Both Qantas’ announcement and OAG’s findings suggest that government policy must adapt, consistent with vaccine levels, for the economic benefits of vaccination to take effect, at least in terms of an international travel restart.

Qantas will postpone re-opening for countries with low vaccine rates and high levels of infection.

“Flights to destinations that still have low vaccine rates and high levels of COVID infection will now be pushed out from December 2021 until April 2022 – including Bali, Jakarta, Manila, Bangkok, Phuket, Ho Chi Minh City and Johannesburg,” Qantas states. “Levels of travel demand – and therefore, capacity levels – will hinge largely on government decisions on alternative requirements to mandatory hotel isolation for fully vaccinated travellers.”

But airline planners must base their plans on something, and the prospect of greater resistance to COVID in the population is as good a reason to get started as any.

Qantas Group CEO, Alan Joyce, said of the group’s decision to prepare for re-opening: “The prospect of flying overseas might feel a long way off, especially with New South Wales and Victoria in lockdown, but the current pace of the vaccine rollout means we should have a lot more freedom in a few months’ time.

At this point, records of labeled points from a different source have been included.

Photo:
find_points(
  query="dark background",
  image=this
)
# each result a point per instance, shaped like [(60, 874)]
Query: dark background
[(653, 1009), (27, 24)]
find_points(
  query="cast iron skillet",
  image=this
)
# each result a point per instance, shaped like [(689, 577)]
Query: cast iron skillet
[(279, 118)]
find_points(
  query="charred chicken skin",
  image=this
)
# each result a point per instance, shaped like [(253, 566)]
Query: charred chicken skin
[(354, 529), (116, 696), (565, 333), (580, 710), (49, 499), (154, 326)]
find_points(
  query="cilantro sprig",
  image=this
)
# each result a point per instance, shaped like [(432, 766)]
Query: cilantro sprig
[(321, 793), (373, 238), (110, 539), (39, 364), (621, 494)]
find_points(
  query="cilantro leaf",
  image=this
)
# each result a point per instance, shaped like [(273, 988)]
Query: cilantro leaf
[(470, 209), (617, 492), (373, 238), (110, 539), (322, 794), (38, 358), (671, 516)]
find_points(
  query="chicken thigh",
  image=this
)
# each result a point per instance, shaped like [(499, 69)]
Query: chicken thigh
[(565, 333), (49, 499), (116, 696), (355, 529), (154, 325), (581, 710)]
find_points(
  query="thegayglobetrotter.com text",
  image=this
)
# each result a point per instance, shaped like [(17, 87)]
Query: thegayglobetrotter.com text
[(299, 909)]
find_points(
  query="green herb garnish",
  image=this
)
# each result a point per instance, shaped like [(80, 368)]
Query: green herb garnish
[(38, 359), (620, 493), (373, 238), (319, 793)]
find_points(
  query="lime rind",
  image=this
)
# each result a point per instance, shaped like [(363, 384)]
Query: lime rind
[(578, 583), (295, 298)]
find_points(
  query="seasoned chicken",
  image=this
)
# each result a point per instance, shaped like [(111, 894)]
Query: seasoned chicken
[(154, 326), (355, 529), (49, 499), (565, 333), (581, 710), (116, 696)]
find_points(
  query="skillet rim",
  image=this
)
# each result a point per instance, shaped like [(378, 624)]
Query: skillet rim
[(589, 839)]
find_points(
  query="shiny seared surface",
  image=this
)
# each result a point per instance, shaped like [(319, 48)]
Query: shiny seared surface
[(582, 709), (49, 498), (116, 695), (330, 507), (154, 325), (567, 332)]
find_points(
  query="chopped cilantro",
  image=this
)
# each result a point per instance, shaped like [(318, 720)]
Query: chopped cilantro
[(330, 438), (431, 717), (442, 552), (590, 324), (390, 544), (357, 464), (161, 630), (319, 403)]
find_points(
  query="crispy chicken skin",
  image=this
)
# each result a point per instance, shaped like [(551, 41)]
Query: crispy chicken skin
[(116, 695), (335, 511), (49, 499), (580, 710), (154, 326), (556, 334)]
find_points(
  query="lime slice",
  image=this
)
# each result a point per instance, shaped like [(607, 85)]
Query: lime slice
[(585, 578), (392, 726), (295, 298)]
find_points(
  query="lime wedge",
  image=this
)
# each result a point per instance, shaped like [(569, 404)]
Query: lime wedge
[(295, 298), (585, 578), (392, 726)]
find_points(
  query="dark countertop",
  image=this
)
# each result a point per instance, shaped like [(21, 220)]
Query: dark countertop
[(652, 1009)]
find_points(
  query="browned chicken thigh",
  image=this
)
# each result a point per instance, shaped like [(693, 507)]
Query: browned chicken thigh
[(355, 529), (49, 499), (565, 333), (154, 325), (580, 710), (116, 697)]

“It’s obviously up to government exactly how and when our international borders re-open, but with Australia on track to meet the 80 per cent trigger agreed by National Cabinet by the end of the year, we need to plan ahead for what is a complex restart process.

“There’s a lot of work that needs to happen, including training for our people and carefully bringing aircraft back into service. We’re also working to integrate the IATA travel pass into our systems to help our customers prove their vaccine status and cross borders.

“We can adjust our plans if the cicumstances change, which we’ve already had to do several times during this pandemic. Some people might say we’re being too optimistic, but based on the pace of the vaccine rollout, this is within reach and we want to make sure we’re ready.”

 

Boosting Confidence in COVID Certificates

 

Another factor that may encourage more governments to open their borders is the level of confidence they can have in passengers’ records and the ease with which they can process and clear more significant numbers of passengers without crowding border controls.

IATA has recommended that countries use the EU Digital COVID Certificate (DCC) as the global baseline standard for digital vaccine certificates.

“The DCC was delivered in record time to help facilitate the re-opening of EU states to travel. In the absence of a single global standard for digital vaccine certificates, it should serve as a blueprint for other nations looking to implement digital vaccination certificates to help facilitate travel and its associated economic benefits,” said Conrad Clifford, IATA’s Deputy Director General.

IATA says EU DCC meets several critical criteria which make a digital vaccination certificate effective:

  • Format: the DCC has the flexibility to be used in both paper and digital format
  • QR code: The DCC QR code can be included in both digital and paper format. It contains essential information as well as a digital signature to make sure the certificate is authentic.
  • Verification and authentication:  The European Commission has built a gateway through which the encrypted data used to sign DCCs and required to authenticate certificate signatures can be distributed across the EU. The gateway can be also used to distribute encrypted data of non-EU certificate issuers other issuers. The EU has also developed a specification for machine readable Validation Rules for cross-country travel.

The airline association has offered to collaborate with the EU and other states which may want to “further integrate the DCC into airline processes for a secure and seamless passenger experience.”

We’ll be watching closely to see whether this ultimately becomes the global standard. A combination of higher vaccination rates and greater confidence in the passengers’ health data may be just what the doctor ordered to get international travel back on track.